Friday, October 19, 2007

living at home

As a near 21 year old, and well into my college career, it's a damn shame and an absolute pain in the ass to still be living at home.

I don't know what i wouldn't give to be able to come and go freely, to bring the boy back to my own bed, or to stop worrying about using my vibrator during the day for fear that someone will hear the tell-tale buzz through my door.

I think that is one of the worst parts; when I'm feeling excited and I'm ready to go, you have no IDEA what a turn-off it is to be listening for your mother's footsteps in the hall beyond your room. I dread the 'knock-and-open-the-door-at-the-same-time' combo that is supposed to show a respect for your provacy while really giving you nothing but a split second heads up that hey, I'm busting in on you.

I've been lucky up to this point that i haven't been caught doing anything 'illegal'.

I've grown up in a household that frowns on everything having to do with sexual expression outside of marriage. We don't talk freely about dating, boyfriends and ESPECIALLY not sex, and if I were to mention birth control I would be out on the dourstep on my ass in an instant... which may be preferable to my current living situation but for the fact that I don't pay my tuition, my insurance... and although I have a relatively good part-time job, there's no way I could handly living on my own and paying my own shit when I have a full load of 400 level classes on my plate.

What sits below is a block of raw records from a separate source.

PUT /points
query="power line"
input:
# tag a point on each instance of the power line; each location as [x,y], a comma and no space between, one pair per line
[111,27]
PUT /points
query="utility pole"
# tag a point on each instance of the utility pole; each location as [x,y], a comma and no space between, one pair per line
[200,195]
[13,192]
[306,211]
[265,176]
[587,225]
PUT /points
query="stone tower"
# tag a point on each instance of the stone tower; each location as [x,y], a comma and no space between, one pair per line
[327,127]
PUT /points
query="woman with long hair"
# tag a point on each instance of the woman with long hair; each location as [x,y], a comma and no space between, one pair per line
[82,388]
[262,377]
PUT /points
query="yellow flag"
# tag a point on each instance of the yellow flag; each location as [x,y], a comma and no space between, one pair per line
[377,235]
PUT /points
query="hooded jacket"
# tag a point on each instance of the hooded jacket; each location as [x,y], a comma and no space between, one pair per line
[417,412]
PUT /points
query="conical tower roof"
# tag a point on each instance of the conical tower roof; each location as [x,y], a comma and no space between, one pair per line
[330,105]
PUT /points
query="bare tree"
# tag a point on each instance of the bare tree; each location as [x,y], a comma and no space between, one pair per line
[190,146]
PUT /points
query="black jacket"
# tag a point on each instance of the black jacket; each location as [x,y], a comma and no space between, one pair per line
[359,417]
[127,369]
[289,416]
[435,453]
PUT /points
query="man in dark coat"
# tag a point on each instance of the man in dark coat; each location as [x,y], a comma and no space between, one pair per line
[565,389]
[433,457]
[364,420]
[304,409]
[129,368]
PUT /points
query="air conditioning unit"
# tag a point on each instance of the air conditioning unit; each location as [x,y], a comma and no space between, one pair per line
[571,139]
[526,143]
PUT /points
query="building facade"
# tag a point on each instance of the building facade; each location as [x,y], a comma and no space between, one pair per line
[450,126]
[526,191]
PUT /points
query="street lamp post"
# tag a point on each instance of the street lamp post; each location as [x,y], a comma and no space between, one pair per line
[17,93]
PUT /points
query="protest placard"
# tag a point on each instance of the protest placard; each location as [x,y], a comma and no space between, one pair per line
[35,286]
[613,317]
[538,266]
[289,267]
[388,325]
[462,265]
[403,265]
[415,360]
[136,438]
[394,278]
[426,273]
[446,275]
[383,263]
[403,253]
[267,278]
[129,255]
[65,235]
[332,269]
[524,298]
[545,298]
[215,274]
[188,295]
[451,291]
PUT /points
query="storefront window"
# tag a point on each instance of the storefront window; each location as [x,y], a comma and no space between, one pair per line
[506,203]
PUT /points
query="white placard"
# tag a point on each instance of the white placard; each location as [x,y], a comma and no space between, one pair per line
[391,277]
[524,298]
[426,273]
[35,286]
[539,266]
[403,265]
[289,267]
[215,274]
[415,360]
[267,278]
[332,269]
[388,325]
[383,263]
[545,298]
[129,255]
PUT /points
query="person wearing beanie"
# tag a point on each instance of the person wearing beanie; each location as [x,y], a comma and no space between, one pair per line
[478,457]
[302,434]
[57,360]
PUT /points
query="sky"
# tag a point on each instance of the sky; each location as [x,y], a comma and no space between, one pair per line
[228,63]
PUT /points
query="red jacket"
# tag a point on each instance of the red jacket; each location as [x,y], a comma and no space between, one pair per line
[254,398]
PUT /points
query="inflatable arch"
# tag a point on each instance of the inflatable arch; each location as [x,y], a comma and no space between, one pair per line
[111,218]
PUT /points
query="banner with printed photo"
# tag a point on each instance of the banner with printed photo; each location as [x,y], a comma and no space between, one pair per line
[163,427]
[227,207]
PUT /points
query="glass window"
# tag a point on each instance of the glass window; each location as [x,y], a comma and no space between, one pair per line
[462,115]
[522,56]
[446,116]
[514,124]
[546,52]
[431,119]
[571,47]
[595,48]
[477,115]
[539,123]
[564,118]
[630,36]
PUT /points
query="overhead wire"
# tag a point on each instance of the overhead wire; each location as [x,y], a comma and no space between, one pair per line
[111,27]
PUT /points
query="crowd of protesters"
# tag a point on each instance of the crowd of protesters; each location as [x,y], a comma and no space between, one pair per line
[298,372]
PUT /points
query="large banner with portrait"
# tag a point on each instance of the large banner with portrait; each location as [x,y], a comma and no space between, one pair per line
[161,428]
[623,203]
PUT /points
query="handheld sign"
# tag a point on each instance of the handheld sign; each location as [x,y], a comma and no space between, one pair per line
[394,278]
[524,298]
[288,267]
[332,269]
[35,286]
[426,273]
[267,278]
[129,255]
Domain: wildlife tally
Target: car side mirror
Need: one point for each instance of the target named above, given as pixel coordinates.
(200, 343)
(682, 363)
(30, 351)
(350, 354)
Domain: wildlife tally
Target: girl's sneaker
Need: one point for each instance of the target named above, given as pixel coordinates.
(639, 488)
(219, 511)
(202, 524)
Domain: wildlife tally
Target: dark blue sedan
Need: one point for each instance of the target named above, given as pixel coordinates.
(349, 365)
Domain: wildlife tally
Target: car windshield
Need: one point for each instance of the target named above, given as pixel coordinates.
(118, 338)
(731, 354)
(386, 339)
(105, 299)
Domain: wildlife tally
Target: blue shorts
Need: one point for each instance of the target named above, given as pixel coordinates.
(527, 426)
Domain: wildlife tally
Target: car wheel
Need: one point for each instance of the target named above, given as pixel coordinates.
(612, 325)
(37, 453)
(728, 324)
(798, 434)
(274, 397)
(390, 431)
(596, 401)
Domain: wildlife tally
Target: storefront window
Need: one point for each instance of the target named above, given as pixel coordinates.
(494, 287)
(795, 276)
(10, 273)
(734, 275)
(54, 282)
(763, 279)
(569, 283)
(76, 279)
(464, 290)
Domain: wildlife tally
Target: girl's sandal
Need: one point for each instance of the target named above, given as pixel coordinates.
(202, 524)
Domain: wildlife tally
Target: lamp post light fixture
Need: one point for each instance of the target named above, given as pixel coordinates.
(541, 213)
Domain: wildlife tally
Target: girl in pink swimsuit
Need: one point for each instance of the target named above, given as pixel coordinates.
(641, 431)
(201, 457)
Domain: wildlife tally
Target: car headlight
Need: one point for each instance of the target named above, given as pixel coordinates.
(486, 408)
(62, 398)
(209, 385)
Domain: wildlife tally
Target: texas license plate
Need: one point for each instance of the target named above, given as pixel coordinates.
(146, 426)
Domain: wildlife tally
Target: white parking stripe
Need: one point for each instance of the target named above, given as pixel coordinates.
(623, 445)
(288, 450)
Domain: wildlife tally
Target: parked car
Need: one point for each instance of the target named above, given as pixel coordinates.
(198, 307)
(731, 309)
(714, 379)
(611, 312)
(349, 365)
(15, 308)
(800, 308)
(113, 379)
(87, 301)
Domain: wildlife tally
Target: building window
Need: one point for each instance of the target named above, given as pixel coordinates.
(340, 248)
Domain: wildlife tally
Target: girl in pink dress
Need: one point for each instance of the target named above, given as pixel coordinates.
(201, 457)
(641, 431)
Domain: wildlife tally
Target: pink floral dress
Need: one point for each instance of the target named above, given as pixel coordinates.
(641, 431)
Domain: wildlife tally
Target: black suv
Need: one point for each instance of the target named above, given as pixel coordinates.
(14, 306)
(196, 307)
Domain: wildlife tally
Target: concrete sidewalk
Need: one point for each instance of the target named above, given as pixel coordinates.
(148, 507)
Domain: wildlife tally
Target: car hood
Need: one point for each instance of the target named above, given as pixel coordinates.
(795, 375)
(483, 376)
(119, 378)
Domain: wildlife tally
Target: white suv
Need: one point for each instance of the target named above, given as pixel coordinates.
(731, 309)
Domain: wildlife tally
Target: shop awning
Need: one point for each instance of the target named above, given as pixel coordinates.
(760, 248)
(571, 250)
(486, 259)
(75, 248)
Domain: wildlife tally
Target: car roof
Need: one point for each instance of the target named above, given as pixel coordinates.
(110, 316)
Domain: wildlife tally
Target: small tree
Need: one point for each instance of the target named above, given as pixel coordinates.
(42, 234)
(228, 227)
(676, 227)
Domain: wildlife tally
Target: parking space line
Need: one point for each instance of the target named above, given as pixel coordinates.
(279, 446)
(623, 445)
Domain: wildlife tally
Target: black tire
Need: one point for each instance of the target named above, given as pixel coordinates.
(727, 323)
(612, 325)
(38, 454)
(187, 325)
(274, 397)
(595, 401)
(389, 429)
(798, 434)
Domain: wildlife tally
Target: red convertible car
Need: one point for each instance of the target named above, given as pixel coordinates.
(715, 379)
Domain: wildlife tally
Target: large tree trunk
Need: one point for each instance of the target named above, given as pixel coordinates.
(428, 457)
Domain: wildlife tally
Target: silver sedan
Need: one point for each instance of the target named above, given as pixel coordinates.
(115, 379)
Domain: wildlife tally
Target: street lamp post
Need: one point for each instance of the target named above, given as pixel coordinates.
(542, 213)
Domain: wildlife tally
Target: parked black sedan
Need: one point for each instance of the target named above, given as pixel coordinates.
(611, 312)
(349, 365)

My little sister doesn't even know that I've gotten past second base... she once threatened to tell my mom that I had touched my boyfriend's penis as some sort of leverage to get what she wanted... which was annoying both for the fact that she would use that sort of knowledge against me and that I've rounded second base, and then third, and then home, and I've been running back around to second for quite some time.

I feel like I have to tell you a little of my life story and some background before I get to the fun and more interesting stuff, so bear with me for the first few posts while i establish my identity for you.